T. Jay Collins, President and Chief Executive Officer, stated, “We are very pleased with our second quarter results. Our earnings were above the top of our guidance range due to better than anticipated performance by our Subsea Projects business, resulting from high demand for our deepwater installation and inspection, repair, and maintenance services.
“During the quarter we put six new ROVs into service and retired four. At the end of June 2009, we had 235 ROVs in our fleet, compared to 214 a year ago. On the strength of two large umbilical contracts, Subsea Products backlog increased by $68 million, or 24%, to $350 million at the end of June 2009. We commenced manufacturing product for one of these contracts in June and anticipate starting work on the other in 2010.
“We are narrowing our 2009 EPS guidance range to $3.25 to $3.45 from $3.10 to $3.60, which is unchanged at the midpoint. During the second half of this year, we expect continued ROV operating income growth, improved demand for our specialty Subsea Products, and a reduction in activity and rates for our Subsea Projects deepwater vessels.

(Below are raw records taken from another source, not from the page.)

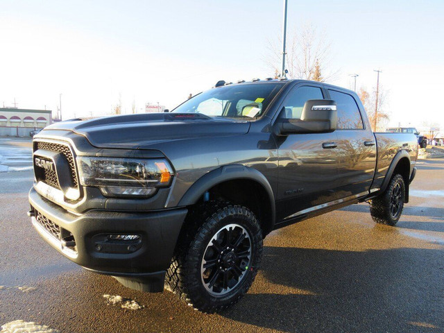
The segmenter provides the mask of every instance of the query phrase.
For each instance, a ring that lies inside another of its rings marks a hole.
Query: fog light
[[[137,241],[140,239],[138,234],[108,234],[108,239],[113,241]]]
[[[155,193],[155,187],[122,187],[120,186],[107,186],[101,187],[105,196],[144,196],[149,197]]]

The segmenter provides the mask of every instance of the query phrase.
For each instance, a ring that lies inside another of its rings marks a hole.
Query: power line
[[[285,73],[285,41],[287,39],[287,0],[284,0],[284,28],[282,30],[282,71],[281,76],[286,77]]]

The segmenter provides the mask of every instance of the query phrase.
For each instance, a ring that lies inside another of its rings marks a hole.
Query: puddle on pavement
[[[34,322],[14,321],[1,325],[0,333],[60,333],[49,326]]]
[[[103,298],[106,300],[108,305],[120,305],[122,309],[128,309],[128,310],[140,310],[145,307],[145,305],[141,305],[137,302],[130,298],[125,298],[119,295],[103,295]]]
[[[414,231],[406,230],[405,229],[398,229],[398,231],[401,234],[410,237],[421,239],[422,241],[427,241],[434,244],[444,245],[444,239],[438,237],[437,237],[436,236],[422,234],[420,232],[415,232]]]

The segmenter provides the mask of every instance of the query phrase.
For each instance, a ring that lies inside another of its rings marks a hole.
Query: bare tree
[[[268,42],[268,56],[265,62],[276,74],[280,72],[282,40]],[[305,24],[296,28],[288,35],[286,68],[289,78],[316,80],[325,81],[333,78],[338,71],[329,70],[330,60],[330,44],[326,40],[326,34],[313,24]],[[321,74],[323,73],[323,76]]]
[[[382,130],[385,128],[390,120],[390,114],[386,110],[386,99],[388,92],[379,87],[379,93],[377,101],[377,116],[375,114],[375,106],[376,103],[376,94],[369,94],[365,88],[361,88],[358,92],[358,96],[366,108],[368,120],[373,131]],[[377,119],[375,117],[377,117]],[[376,128],[374,128],[375,120],[376,120]]]
[[[122,96],[119,94],[119,101],[112,108],[113,114],[122,114]]]

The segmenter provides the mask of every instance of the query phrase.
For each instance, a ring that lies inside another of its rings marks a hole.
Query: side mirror
[[[338,123],[336,105],[330,99],[307,101],[300,119],[278,119],[275,133],[278,135],[288,135],[334,132]]]

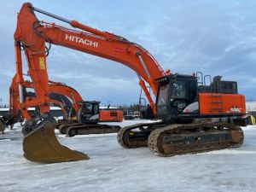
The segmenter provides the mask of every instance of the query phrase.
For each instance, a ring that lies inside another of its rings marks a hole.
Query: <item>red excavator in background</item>
[[[36,97],[34,92],[27,91],[26,89],[33,89],[33,84],[30,81],[24,81],[23,95],[20,96],[18,84],[16,84],[17,75],[13,78],[9,88],[9,113],[2,117],[3,126],[12,125],[16,122],[22,122],[24,119],[28,120],[30,117],[38,115],[38,111],[29,112],[22,114],[19,108],[19,101],[32,101]],[[49,81],[50,103],[61,108],[64,119],[58,122],[57,128],[62,134],[68,137],[75,135],[112,133],[119,131],[118,125],[108,125],[98,124],[99,122],[122,121],[120,110],[100,110],[99,102],[83,101],[80,95],[73,88],[59,82]],[[82,110],[86,108],[85,110]],[[24,112],[24,110],[23,110]],[[27,112],[27,109],[26,110]],[[23,134],[30,132],[29,127],[25,127]]]
[[[39,21],[34,12],[67,22],[80,31]],[[243,131],[235,123],[245,113],[245,98],[237,93],[235,81],[223,81],[220,76],[212,81],[210,76],[200,73],[183,75],[164,71],[139,44],[48,13],[28,3],[22,5],[18,14],[15,40],[16,66],[20,67],[17,84],[21,88],[24,84],[22,49],[36,93],[32,101],[20,100],[20,108],[22,111],[36,106],[40,112],[37,119],[31,119],[26,124],[32,131],[24,137],[23,150],[29,160],[61,162],[88,159],[83,153],[61,146],[55,137],[53,130],[56,125],[49,114],[46,65],[52,44],[115,61],[137,73],[152,112],[160,120],[121,129],[118,141],[123,147],[148,145],[154,154],[170,156],[239,147],[243,143]],[[205,84],[207,78],[211,81],[209,85]],[[156,97],[155,104],[145,82]]]

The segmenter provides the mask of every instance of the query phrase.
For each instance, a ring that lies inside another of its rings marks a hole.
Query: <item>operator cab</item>
[[[197,78],[192,75],[172,74],[157,79],[157,118],[175,119],[184,109],[197,101]],[[194,111],[196,113],[198,111]],[[186,113],[188,114],[188,113]]]
[[[97,123],[100,120],[100,102],[83,101],[80,103],[78,119],[79,123]]]

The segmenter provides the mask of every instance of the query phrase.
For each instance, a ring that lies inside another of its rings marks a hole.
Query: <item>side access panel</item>
[[[201,114],[245,113],[245,97],[240,94],[199,93]]]

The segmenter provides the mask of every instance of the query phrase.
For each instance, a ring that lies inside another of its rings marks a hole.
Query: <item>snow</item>
[[[61,143],[90,159],[40,164],[23,158],[19,125],[0,135],[1,192],[256,190],[256,126],[243,127],[241,148],[168,158],[155,156],[148,148],[123,148],[116,134],[68,138],[56,132]]]

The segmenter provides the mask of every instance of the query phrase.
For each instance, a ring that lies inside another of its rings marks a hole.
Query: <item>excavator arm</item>
[[[65,28],[55,23],[39,21],[34,11],[67,22],[71,26],[82,31]],[[24,3],[18,15],[15,39],[24,48],[30,68],[29,73],[35,84],[35,91],[38,96],[37,101],[22,105],[27,107],[38,104],[43,113],[49,111],[49,107],[47,107],[49,86],[45,55],[50,49],[51,44],[112,60],[131,68],[137,73],[139,84],[144,90],[154,113],[155,106],[145,82],[149,84],[153,93],[156,96],[158,83],[154,79],[170,73],[169,71],[165,73],[154,58],[137,44],[113,33],[93,29],[76,20],[67,20],[34,8],[30,3]],[[45,43],[49,44],[46,50]],[[21,79],[20,80],[22,81]]]

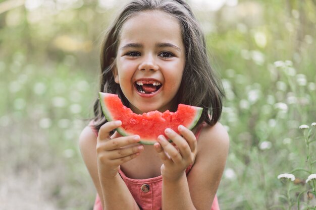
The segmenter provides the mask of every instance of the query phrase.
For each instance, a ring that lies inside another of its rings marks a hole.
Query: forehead
[[[120,43],[155,41],[182,44],[181,29],[174,17],[160,11],[144,11],[132,16],[123,24]]]

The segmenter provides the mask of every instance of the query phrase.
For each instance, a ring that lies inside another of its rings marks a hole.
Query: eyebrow
[[[141,44],[137,43],[129,43],[128,44],[125,44],[124,46],[122,47],[120,50],[122,50],[128,48],[140,48],[143,47],[143,45]],[[163,42],[163,43],[159,43],[156,44],[156,47],[172,47],[174,48],[175,50],[181,51],[181,49],[175,45],[173,44],[171,44],[171,43],[168,42]]]

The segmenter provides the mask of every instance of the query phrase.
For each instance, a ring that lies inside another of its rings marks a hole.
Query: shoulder
[[[207,176],[219,180],[229,150],[229,137],[225,127],[219,122],[212,126],[207,125],[203,128],[197,140],[194,167]]]
[[[220,122],[213,126],[206,125],[202,129],[197,145],[198,149],[202,151],[207,150],[209,152],[211,150],[218,152],[228,152],[229,136],[225,128]]]
[[[195,161],[188,181],[192,200],[204,209],[210,209],[225,167],[229,138],[226,129],[218,122],[203,127],[197,144]]]
[[[82,153],[88,151],[91,147],[95,147],[97,136],[95,131],[90,125],[86,126],[80,133],[79,145]]]

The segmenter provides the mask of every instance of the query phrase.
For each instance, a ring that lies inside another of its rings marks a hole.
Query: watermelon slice
[[[99,99],[108,121],[122,121],[122,125],[116,129],[117,131],[123,136],[138,134],[140,136],[139,143],[145,145],[153,145],[159,135],[168,138],[164,132],[168,127],[178,133],[178,126],[180,125],[192,129],[203,110],[201,107],[180,104],[175,112],[153,111],[137,114],[123,105],[117,95],[100,92]]]

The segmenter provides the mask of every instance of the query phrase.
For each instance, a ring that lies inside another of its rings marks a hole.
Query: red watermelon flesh
[[[122,121],[122,125],[117,129],[120,134],[124,136],[138,134],[140,136],[140,143],[147,145],[153,145],[160,135],[167,137],[164,132],[167,128],[178,133],[180,125],[193,128],[203,110],[201,107],[180,104],[175,112],[153,111],[137,114],[124,106],[117,95],[100,92],[99,98],[108,121]]]

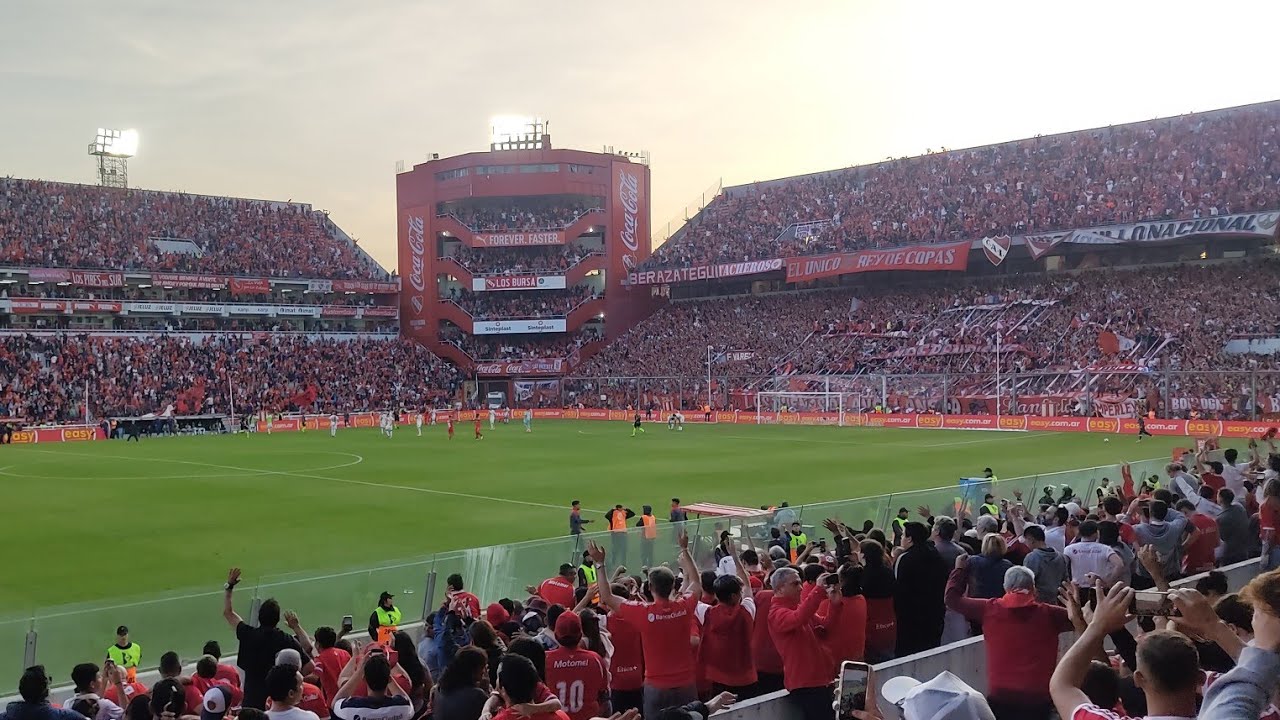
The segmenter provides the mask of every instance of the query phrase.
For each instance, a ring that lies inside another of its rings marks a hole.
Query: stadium
[[[1280,100],[1103,118],[659,227],[494,115],[380,241],[90,127],[0,178],[0,719],[1280,717]]]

For the third quarter of 2009, we are forecasting EPS of $0.82 to $0.90.
“We anticipate generating $295 million to $310 million of cash flow, defined simply as net income plus depreciation and amortization expense, during 2009. This projected cash flow and our existing revolving debt availability provide us ample liquidity. We still expect our total 2009 capital expenditures to be
approximately $175 million. During the quarter we generated $78 million of cash flow and our capital expenditures were $45 million, of which $41 million was in support of growing our ROV fleet. We sold theOcean Pensador, an oil tanker we were holding for possible conversion into a MOPS unit, for $7.2 million. We also prepaid $60 million of our 2009 debt maturities, leaving $20 million to repay in the third quarter.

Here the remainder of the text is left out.